Degree in integrated PPI network
Interactors in integrated PPI network
Self-interacting protein in integrated PPI network
Betweenness centrality in integrated PPI network
Degree in PPI network_2015Science
Betweenness centrality in PPI network_2015Science
Degree in signal transduction network
Betweenness centrality in signal transduction network
Topological indexes of the protein in the PPI network and signal transduction network. The PPI network_2015Science is from [Science. 2015, 347(6224):1257601]. The integrated human PPI network was obtained by integrating experimental PPIs of “direct interaction” type from Database of Interacting Proteins (DIP) (version: 4/30/2016), Molecular INTeraction database (MINT) (downloaded on 7/17/2016), IntAct (version: 2016-07-06) and Biological General Repository for Interaction Datasets (BioGRID) (version: 3.4.138), containing 69357 PPIs between 12558 proteins. The human signal transduction network was provided by Cui et al. (version 6) [Mol Syst Biol. 2007, 3: 152].
Indegree in TF-target network
Indegree in the transcriptional factor (TF) –target gene interaction network, i.e. the number of TFs regulating the (target) gene/protein. The transcriptional regulation network was from [BMC Bioinformatics. 2016, 17 Suppl 5: 181].
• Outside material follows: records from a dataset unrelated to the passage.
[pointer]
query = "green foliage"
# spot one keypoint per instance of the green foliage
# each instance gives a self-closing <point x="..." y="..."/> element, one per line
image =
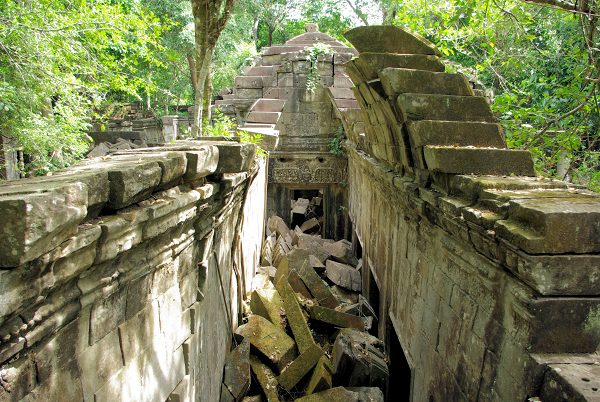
<point x="221" y="125"/>
<point x="313" y="54"/>
<point x="336" y="144"/>
<point x="58" y="62"/>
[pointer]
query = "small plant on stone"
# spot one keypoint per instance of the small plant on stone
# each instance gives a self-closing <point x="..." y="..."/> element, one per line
<point x="336" y="144"/>
<point x="312" y="57"/>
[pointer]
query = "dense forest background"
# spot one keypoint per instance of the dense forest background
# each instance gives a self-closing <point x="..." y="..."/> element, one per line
<point x="67" y="63"/>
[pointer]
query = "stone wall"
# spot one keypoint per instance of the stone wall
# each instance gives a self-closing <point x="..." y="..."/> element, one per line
<point x="487" y="274"/>
<point x="121" y="277"/>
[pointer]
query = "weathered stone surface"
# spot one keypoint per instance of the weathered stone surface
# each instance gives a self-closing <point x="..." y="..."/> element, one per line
<point x="553" y="225"/>
<point x="236" y="376"/>
<point x="269" y="340"/>
<point x="336" y="318"/>
<point x="295" y="316"/>
<point x="444" y="107"/>
<point x="300" y="263"/>
<point x="234" y="158"/>
<point x="344" y="275"/>
<point x="370" y="64"/>
<point x="571" y="382"/>
<point x="389" y="39"/>
<point x="485" y="161"/>
<point x="398" y="81"/>
<point x="201" y="162"/>
<point x="292" y="374"/>
<point x="341" y="251"/>
<point x="358" y="360"/>
<point x="268" y="303"/>
<point x="266" y="379"/>
<point x="461" y="133"/>
<point x="284" y="271"/>
<point x="37" y="220"/>
<point x="321" y="378"/>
TF list targeting the protein
Transcriptional factor list regulating the (target) protein.
Outdegree in TF-target network
Outdegree in the transcriptional factor (TF) – target gene interaction network, i.e. the number of target gene regulated by the protein (i.e. TF).
Target gene list of the protein
Target gene list regulated by the protein (i.e. TF)
Pathway number (KEGG)
Pathway list (KEGG)
Pathway number and corresponding pathway list the protein participates in. Biological pathway data were from KEGG (downloaded on 7/13/2016)
SwissProt subcellular location
Subcellular location information of the protein, provide by SwissProt database.
The data on evolutionary rates and original ages of human proteins are from our previous work (see Ref. [BMC Evol Biol. 2011, 11:133] for more details).
We used Cratio to check the gene polymorphism, which is computed as Yao et al. did [Genome Res. 2008,18(2):206-13]. See more in our future paper.
Grand average of hydropathicity (GRAVY)
The grand average of hydropathy (GRAVY) of a protein is computed as the sum of hydropathy values [J. Mol. Biol. 1982, 157: 105-132] of its all AAs, divided by its AA sequence length. The GRAVY value is calculated by ProtParam program.
A protein whose instability index is smaller than 40 is predicted as stable. The instability index was proposed by Guruprasad et al. [ Protein Eng. 1990, 4,155-161.]. The instability index is calculated by ProtParam program downloaded from Comprehensive Perl Archive Network (CPAN).
The percentage of aromatic/basic amino acids (AAs) in the protein’s sequence.
“Distance” is the distance between a protein and a disease in the PPI network, which is the smallest one among the shortest path lengths between the protein and the disease’s known related genes in the PPI network, and “Path” is the corresponding path of “Distance”.
Disease related genes
Known disease-related genes from OMIM/CTD/PheGenI.